Tokenisation

Last updated:
Created:

The simplest tokeniser:

  1. Splits text into chunks in some rule-based way, e.g. a word-based tokeniser would split on sentences and punctuation.
text = "Hello, world!"
tokens = text.split()
print(tokens)
['Hello,', 'world!']

Python's split() method only splits on spaces by default. We can use regular expressions to cover spaces and punctuation that also delimit words.

How does the re.findall(r'\w+|[^\w\s]') regex work?

It has two parts separated by | (which means "or"):

  • \w+ matches one or more word characters (letters, digits, underscores).
  • [^\w\s] matches anything that's not a word character and not whitespace. So it matches punctuation.

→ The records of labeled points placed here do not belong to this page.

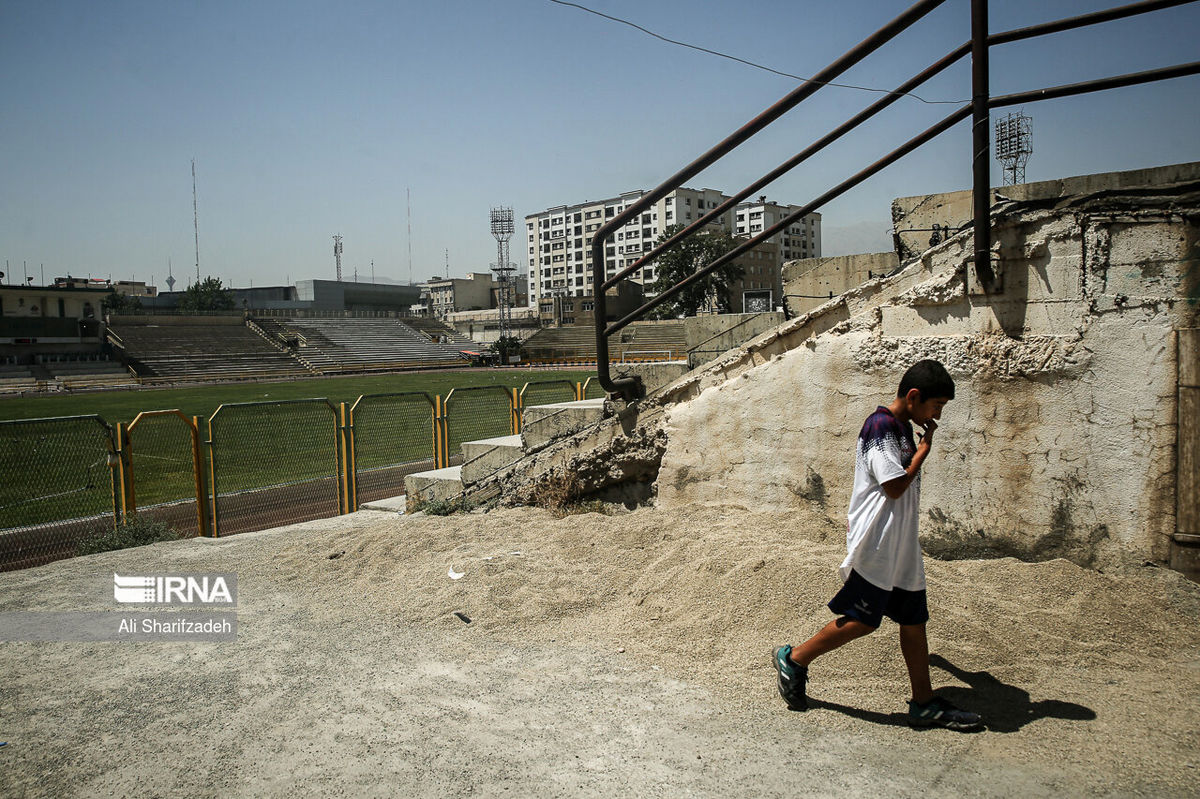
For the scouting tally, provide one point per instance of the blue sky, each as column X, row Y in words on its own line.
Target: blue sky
column 309, row 119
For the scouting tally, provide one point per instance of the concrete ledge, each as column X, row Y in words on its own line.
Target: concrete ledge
column 390, row 504
column 489, row 455
column 436, row 484
column 544, row 424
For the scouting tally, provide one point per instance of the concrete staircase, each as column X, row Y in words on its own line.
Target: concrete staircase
column 540, row 425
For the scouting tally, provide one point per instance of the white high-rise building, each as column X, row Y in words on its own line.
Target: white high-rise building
column 558, row 239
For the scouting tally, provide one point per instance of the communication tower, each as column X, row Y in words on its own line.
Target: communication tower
column 502, row 228
column 1014, row 145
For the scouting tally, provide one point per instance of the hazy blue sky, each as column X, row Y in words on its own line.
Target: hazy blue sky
column 309, row 119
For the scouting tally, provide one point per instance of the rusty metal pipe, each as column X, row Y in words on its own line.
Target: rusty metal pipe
column 630, row 386
column 841, row 188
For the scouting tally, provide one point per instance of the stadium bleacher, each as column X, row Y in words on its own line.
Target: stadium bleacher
column 85, row 371
column 193, row 348
column 639, row 341
column 444, row 332
column 345, row 344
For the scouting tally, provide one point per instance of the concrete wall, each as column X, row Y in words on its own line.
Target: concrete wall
column 811, row 282
column 954, row 209
column 1062, row 438
column 712, row 335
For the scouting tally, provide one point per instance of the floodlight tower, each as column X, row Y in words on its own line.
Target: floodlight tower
column 502, row 228
column 1014, row 145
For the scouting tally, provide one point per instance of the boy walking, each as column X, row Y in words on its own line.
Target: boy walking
column 883, row 570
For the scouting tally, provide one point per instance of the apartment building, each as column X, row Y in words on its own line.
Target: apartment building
column 558, row 239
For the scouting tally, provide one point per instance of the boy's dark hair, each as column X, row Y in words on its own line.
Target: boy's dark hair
column 928, row 377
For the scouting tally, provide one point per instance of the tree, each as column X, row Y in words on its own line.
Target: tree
column 207, row 295
column 683, row 259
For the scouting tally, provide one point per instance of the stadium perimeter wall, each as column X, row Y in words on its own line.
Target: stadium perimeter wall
column 1062, row 440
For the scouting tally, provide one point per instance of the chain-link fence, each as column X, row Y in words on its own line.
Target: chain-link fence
column 55, row 487
column 263, row 464
column 274, row 463
column 485, row 412
column 391, row 437
column 593, row 390
column 162, row 455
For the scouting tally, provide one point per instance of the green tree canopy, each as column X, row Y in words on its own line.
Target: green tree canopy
column 683, row 259
column 207, row 295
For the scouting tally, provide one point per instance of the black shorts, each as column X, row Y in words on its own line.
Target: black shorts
column 863, row 601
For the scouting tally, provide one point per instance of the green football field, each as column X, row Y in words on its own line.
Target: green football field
column 202, row 401
column 279, row 451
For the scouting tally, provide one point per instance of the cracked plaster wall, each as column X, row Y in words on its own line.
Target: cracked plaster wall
column 1061, row 439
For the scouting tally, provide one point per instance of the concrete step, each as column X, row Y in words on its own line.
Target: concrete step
column 544, row 424
column 437, row 484
column 484, row 457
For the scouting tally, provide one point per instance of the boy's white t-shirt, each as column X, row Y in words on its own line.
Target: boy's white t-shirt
column 881, row 539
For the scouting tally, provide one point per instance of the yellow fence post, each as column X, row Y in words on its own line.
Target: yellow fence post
column 438, row 437
column 114, row 478
column 125, row 452
column 348, row 457
column 202, row 496
column 213, row 480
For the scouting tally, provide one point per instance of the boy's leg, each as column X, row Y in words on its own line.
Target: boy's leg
column 792, row 665
column 915, row 647
column 925, row 709
column 833, row 635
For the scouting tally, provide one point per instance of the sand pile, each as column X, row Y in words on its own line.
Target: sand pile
column 605, row 655
column 1107, row 665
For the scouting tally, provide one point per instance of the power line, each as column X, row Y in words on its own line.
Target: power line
column 757, row 66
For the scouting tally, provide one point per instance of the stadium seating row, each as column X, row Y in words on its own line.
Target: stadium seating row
column 285, row 347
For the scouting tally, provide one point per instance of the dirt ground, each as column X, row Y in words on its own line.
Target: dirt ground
column 606, row 655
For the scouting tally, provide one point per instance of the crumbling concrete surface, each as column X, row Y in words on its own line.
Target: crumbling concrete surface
column 1061, row 440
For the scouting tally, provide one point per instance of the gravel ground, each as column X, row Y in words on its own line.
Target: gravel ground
column 606, row 655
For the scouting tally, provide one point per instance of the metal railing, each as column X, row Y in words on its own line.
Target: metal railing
column 630, row 388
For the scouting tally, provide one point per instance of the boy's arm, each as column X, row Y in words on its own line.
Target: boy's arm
column 895, row 488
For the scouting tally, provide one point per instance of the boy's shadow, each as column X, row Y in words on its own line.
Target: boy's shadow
column 1005, row 708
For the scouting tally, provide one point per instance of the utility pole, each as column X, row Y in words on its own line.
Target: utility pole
column 196, row 224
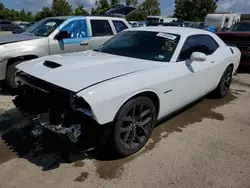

The ^ inside the brackets [^...] means "not", so [^\w\s] literally means "not a word character, not whitespace".


Both split() and findall() break text into pieces, but they work differently:

  • split(): You tell it what to remove (the separators), and it gives you what's left.
  • findall(): You tell it what to keep (the pattern), and it gives you all matches.
import re
tokens = re.findall(r'\w+|[^\w\s]', text)
print(tokens)
['Hello', ',', 'world', '!']
  1. Maps those chunks to numeric values:
vocab = {token: idx for idx, token in enumerate(set(tokens))}
print(vocab)
{'Hello': 0, ',': 1, '!': 2, 'world': 3}
token_ids = [vocab[token] for token in tokens]
print(token_ids)
[0, 1, 3, 2]

If we try to tokenise text with a word not in our vocabulary, we'd get a KeyError. So we need our first example of a special token, <UNK>.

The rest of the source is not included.